In the effort to reach a truly sustainable future it is clear that a lot still needs be done. On the face of it, ­the green economy concept seems to be an efficient solution to reduce global warming and achieve development sustainably. However, it is not without problems. One such major problem is that developing countries do not always have the necessary technology and priorities when it comes to transitioning to a green economy. Their priorities involve providing citizens with access to basic needs such as food, water and employment.

Developed countries on the other hand, have the necessary funds and technologies to shift the focus of their economy. These countries also have a different set of priorities such as reaching new markets, developing new technologies, green products and services.

The only way the transition to a green economy can be successful for all countries is if this transition process is done equally. For this, developed countries need to share their advanced knowledge and technology so that developing countries will have equal opportunities to develop and conquer new markets. This would also have the effect of encouraging more countries to take up green economy initiatives by reassuring emerging countries that they will not be jeopardized or left behind.

Globally, countries view the green economy concept as a positive step towards sustainable development, but since the RIO 2012 summit indigenous groups have been protesting against it. Transitioning to a green economy involves changing key economic sectors such as the energy or transportation sector which can lead to drastic changes in local environments for indigenous populations as a result of the construction of a dam or new roads, for example. There is a danger that in the excitement and rush to implement green economy policies at national and international levels, local governments and policy will be forgotten. Many people, including indigenous groups all over the world, claim that for green economy to be a true solution to climate change it must work at all levels, including the local.

Some projects are trying to do this, proving that the green economy can bring advantages and new sources of income for indigenous tribes at a local level through eco-tourism and handicraft.
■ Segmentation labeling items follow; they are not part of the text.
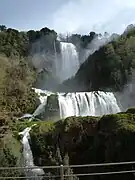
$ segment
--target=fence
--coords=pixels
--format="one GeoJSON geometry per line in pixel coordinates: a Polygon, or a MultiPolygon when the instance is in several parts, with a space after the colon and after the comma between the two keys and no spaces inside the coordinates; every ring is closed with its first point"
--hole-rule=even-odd
{"type": "MultiPolygon", "coordinates": [[[[41,176],[25,176],[25,177],[18,177],[18,176],[10,176],[10,177],[0,177],[0,179],[2,180],[6,180],[6,179],[39,179],[39,178],[56,178],[56,179],[60,179],[60,180],[64,180],[66,177],[82,177],[82,176],[101,176],[101,175],[114,175],[114,174],[129,174],[129,173],[135,173],[135,169],[131,169],[131,170],[124,170],[124,171],[109,171],[109,172],[96,172],[96,173],[83,173],[83,174],[64,174],[64,169],[67,168],[86,168],[86,167],[109,167],[109,166],[119,166],[119,165],[135,165],[135,161],[131,161],[131,162],[117,162],[117,163],[102,163],[102,164],[84,164],[84,165],[69,165],[69,166],[40,166],[40,167],[0,167],[0,172],[1,171],[8,171],[8,170],[34,170],[37,168],[40,169],[59,169],[59,175],[41,175],[41,176]]],[[[0,173],[1,174],[1,173],[0,173]]]]}

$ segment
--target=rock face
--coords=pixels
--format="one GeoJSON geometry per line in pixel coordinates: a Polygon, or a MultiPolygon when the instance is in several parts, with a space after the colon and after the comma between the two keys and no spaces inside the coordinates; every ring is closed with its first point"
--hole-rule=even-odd
{"type": "MultiPolygon", "coordinates": [[[[3,127],[4,128],[4,127],[3,127]]],[[[0,166],[1,167],[20,167],[23,165],[21,144],[13,136],[12,132],[6,132],[0,138],[0,166]]],[[[22,170],[0,170],[0,177],[20,177],[23,176],[22,170]]],[[[4,178],[3,178],[4,179],[4,178]]]]}
{"type": "MultiPolygon", "coordinates": [[[[31,145],[36,165],[91,164],[135,160],[134,109],[103,117],[70,117],[53,122],[38,122],[31,131],[31,145]]],[[[74,168],[73,172],[131,170],[131,165],[74,168]]],[[[52,171],[57,174],[58,172],[52,171]]],[[[134,179],[133,174],[99,176],[98,179],[134,179]]],[[[80,179],[89,179],[81,177],[80,179]]],[[[96,176],[91,179],[97,179],[96,176]]]]}

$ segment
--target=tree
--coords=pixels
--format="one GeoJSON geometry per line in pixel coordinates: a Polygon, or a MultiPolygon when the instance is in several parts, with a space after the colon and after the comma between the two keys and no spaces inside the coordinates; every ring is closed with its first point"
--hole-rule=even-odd
{"type": "Polygon", "coordinates": [[[0,25],[0,31],[6,31],[6,26],[5,25],[0,25]]]}

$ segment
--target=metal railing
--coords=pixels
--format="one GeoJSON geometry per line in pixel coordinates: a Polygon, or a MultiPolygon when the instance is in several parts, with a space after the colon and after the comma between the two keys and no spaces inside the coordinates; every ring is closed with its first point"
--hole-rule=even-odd
{"type": "MultiPolygon", "coordinates": [[[[0,167],[1,171],[8,171],[8,170],[34,170],[37,168],[40,169],[59,169],[59,175],[41,175],[38,176],[39,178],[59,178],[60,180],[64,180],[66,177],[82,177],[82,176],[101,176],[101,175],[114,175],[114,174],[129,174],[129,173],[135,173],[135,169],[131,170],[121,170],[121,171],[108,171],[108,172],[91,172],[91,173],[80,173],[80,174],[65,174],[64,170],[67,168],[86,168],[86,167],[109,167],[109,166],[119,166],[119,165],[135,165],[135,161],[131,162],[117,162],[117,163],[100,163],[100,164],[83,164],[83,165],[60,165],[60,166],[39,166],[39,167],[0,167]]],[[[0,173],[1,174],[1,173],[0,173]]],[[[28,177],[17,177],[17,176],[6,176],[6,177],[0,177],[2,180],[6,179],[36,179],[37,176],[28,176],[28,177]]]]}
But for green economy to be accepted by such groups, and be successful, it is vital that indigenous tribes are consulted and informed of the changes and benefits they can expect before a local or regional green economy project is implemented.

It is only by doing this success that can be achieved on a local indigenous level, and it is only by gaining success on a local level that green economy will ever truly help change our world’s economy and its future. Only when it is financially more viable for people in developing countries to embrace green economy initiatives such as ecotourism rather than logging, and for countries to stop the over exploitation of natural resources in favor of sustainable, and internationally equitable development, will we see true global environmental change for the better.

Despite the many issues with their implementation, there are no doubts that the fundamental concepts of sustainable development and green economy are positive examples to follow and provide goals to aim for, so long as they are applied appropriately and with great consideration. The greater danger would be if we did nothing at all. As chief Raoni of the indigenous Kayapó tribe in Brazil once said: “If man continues to destroy the earth, these winds will return with even more force … not once … but many times … sooner or later. These winds will destroy us all. We all breathe one only air, we all drink one only water, we all live on one only earth. We must all protect it.” (Raoni, 2000)

*This Article is adapted from my master’s thesis: ‘Sustainable Development & Green Economy: the planet’s future or greening indigenous communities into oblivion?’ which was completed as part of the Master’s Curriculum at the Willy Brandt School of Public Policy in Erfurt, Germany.